Cette édition veut rendre l’écologie populaire, joyeuse, partagée. Ce pari est-il tenable dans le contexte actuel ?

Oui, il est possible – et nécessaire – de rendre l’écologie accessible, festive, intergénérationnelle. Depuis 11 ans, nous le prouvons. Le rôle d’une collectivité est aussi de permettre à chacune et à chacun de se sentir impliqué-e et utile.

On peut y venir seul-e, en famille, entre ami-es. Des activités pour tous les âges seront proposées : initiation à la cuisine végétarienne, battle de danse avec les jeunes d’Émergences, ateliers autour de la théorie du Donut… sans oublier l’émission de la Dernière, présentée par Guillaume Meurice et toute l’équipe Radio Nova.
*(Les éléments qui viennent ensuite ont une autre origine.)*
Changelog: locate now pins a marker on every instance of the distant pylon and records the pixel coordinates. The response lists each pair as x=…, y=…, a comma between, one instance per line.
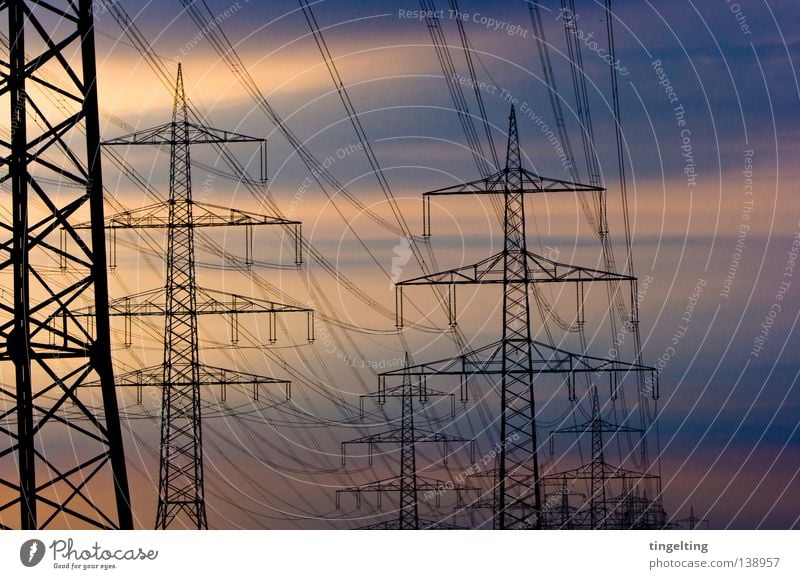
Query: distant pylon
x=56, y=181
x=516, y=359
x=181, y=497
x=408, y=485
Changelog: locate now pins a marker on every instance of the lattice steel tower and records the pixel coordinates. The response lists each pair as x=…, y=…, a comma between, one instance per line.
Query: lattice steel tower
x=408, y=484
x=52, y=160
x=181, y=498
x=516, y=358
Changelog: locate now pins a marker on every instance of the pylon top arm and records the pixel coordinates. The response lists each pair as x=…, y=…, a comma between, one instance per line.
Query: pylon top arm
x=498, y=184
x=209, y=376
x=540, y=270
x=153, y=303
x=584, y=472
x=596, y=425
x=417, y=391
x=423, y=524
x=394, y=485
x=156, y=216
x=545, y=359
x=163, y=135
x=396, y=437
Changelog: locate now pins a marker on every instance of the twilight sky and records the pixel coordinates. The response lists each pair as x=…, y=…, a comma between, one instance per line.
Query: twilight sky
x=708, y=87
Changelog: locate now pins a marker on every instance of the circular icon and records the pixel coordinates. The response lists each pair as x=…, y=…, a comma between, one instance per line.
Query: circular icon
x=31, y=553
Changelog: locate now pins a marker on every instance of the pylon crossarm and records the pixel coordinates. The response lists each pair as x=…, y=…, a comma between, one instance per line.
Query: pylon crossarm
x=395, y=485
x=163, y=135
x=596, y=425
x=156, y=216
x=424, y=524
x=498, y=183
x=396, y=437
x=540, y=270
x=547, y=360
x=584, y=472
x=153, y=303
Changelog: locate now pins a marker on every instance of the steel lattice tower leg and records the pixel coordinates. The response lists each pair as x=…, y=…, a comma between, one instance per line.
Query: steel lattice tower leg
x=181, y=466
x=597, y=502
x=409, y=516
x=519, y=504
x=56, y=355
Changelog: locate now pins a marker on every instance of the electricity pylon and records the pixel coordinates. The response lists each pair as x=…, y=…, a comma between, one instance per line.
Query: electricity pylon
x=516, y=358
x=604, y=509
x=53, y=162
x=181, y=498
x=408, y=485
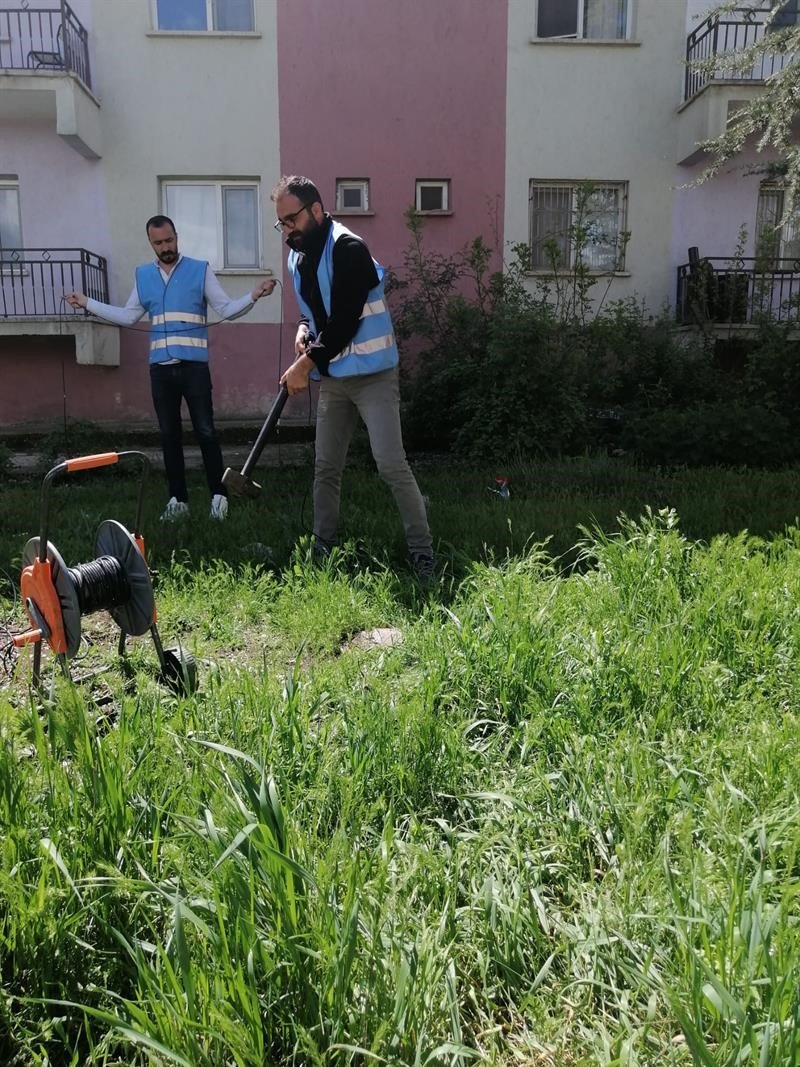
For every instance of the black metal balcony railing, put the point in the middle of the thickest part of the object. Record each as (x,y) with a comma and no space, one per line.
(719,36)
(738,290)
(33,281)
(44,38)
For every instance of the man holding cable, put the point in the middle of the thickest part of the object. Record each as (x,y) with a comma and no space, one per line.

Des temps seront aussi réservés aux professionnel-les.

On oppose souvent les générations dès qu’on parle d’écologie. Mais il y a un socle commun à tous les âges : c’est la santé – environnementale, physique, mentale. C’est là que les villes ont un rôle clé, dans leurs compétences concrètes. Lutter contre la pollution, c’est protéger les plus vulnérables. Favoriser le vélo, c’est ralentir le rythme et encourager les mobilités actives. Choisir des matériaux sains pour les écoles ou les logements, c’est agir sur la qualité de l’air, les économies d’énergie et le bien-être. Et lorsqu’on végétalise une cour d’école, on crée à la fois un îlot de fraîcheur, un nouvel imaginaire pour les enfants, et de meilleures conditions de travail pour les agent-es et les enseignant-es.

Le Brésil est mis à l’honneur cette année. Quels sont les liens entre Grenoble et ce grand pays ?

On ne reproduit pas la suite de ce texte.